In the 1980s, the Carib Territory began to receive material, financial and ideological support from foreign governments, including the United States, Canada, and Great Britain.[27] The Territory's leaders also reached out to other indigenous populations in the region, organizing a conference held in Saint Vincent; the Caribbean Organization of Indigenous Peoples was subsequently formed.[28] Successive Carib Chiefs also worked with the United Nations Working Group on Indigenous Populations.[29]

Geography

The Carib Territory is located in the northeast of Dominica, on the Atlantic (windward) coast. It comprises 3,700 acres (15 km2) in Saint David Parish, within boundaries first established by colonial authorities in 1903, and reaffirmed in Articles 41 and 42 of the Carib Reserve Act in 1978.[30] The Dominican government may grant additional lands to the Territory, though it has never done so.[31]

Most of the territory is uninhabited.[32] Though the Carib Territory adjoins Dominica's east coast, due to its rugged topography it only has two access points to the Atlantic Ocean, both of which are difficult landings.[33] The land is mostly of poor quality, with the worst soil erosion on Dominica, and deforestation that has destroyed many streams in the Territory.[34]

The Carib Council and police station are located in the hamlet of Salybia, the administrative center of the Carib Territory.[35] There are seven other hamlets in the Carib Territory: Bataca, Crayfish River, St Cyr, Gaulette River, Mahaut River, Sinekou and Touna Aute. Aside from small shops selling Carib crafts, these settlements, and the small farms surrounding them, do not differ significantly from the rest of Dominica.[36]

Demographics

The Carib Territory has an estimated population of around 3,000, which makes it the largest settlement of indigenous people in the Caribbean.[37] The population of the Carib Territory was only around 400 at the time of its formation in 1903.[38] This has grown over time, both in absolute numbers and in proportion to the total population of Dominica. In 1970, the population of the Carib Territory was 1.6% of Dominica's total population.[39] As of the 1991 government census, this had increased to 3.5%, with the population of the Carib Territory (including the nearby non-Carib village, Atkinson) counted at 2,518 people; this increase was reflected in a large proportion of young adults and children.[40]

Residents of the Carib Territory are among the poorest in Dominica.[41] Territory residents are less educated, and have fewer work opportunities than other segments of the island's population.[42]

Government and land management

The Carib Council comprises five members and the presiding Carib Chief. Popular elections are held every five years. Notwithstanding the different titles, these institutions have the same powers and responsibilities as other village councils in Dominica, with the Carib Chief equal to a village council chairman.[43]

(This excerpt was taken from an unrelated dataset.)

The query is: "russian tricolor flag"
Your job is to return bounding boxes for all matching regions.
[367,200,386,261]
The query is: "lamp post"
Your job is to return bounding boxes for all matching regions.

The Kalinago are also represented in the House of Assembly of Dominica as part of the Salybia constituency. Though its Representative has more power in practice, the Carib Chief is utilized more as a spokesperson for the Territory.[44]

As established by Article 25(1) of the Carib Reserve Act, all land within the Carib Territory is under the "sole custody, management and control" of the Carib Council and Chief.[45] No individuals can buy or sell parcels of land or encumber it as collateral. Carib residents instead have usufruct rights: they can claim vacant, unused land to work and build a home upon, subject to approval by the Carib Council.[46] Land left untended for more than a year is considered vacant and may be claimed.[47] Soil erosion and deforestation have been attributed to this common ownership, as the land is intensively used by a rapid succession of tenants.[48]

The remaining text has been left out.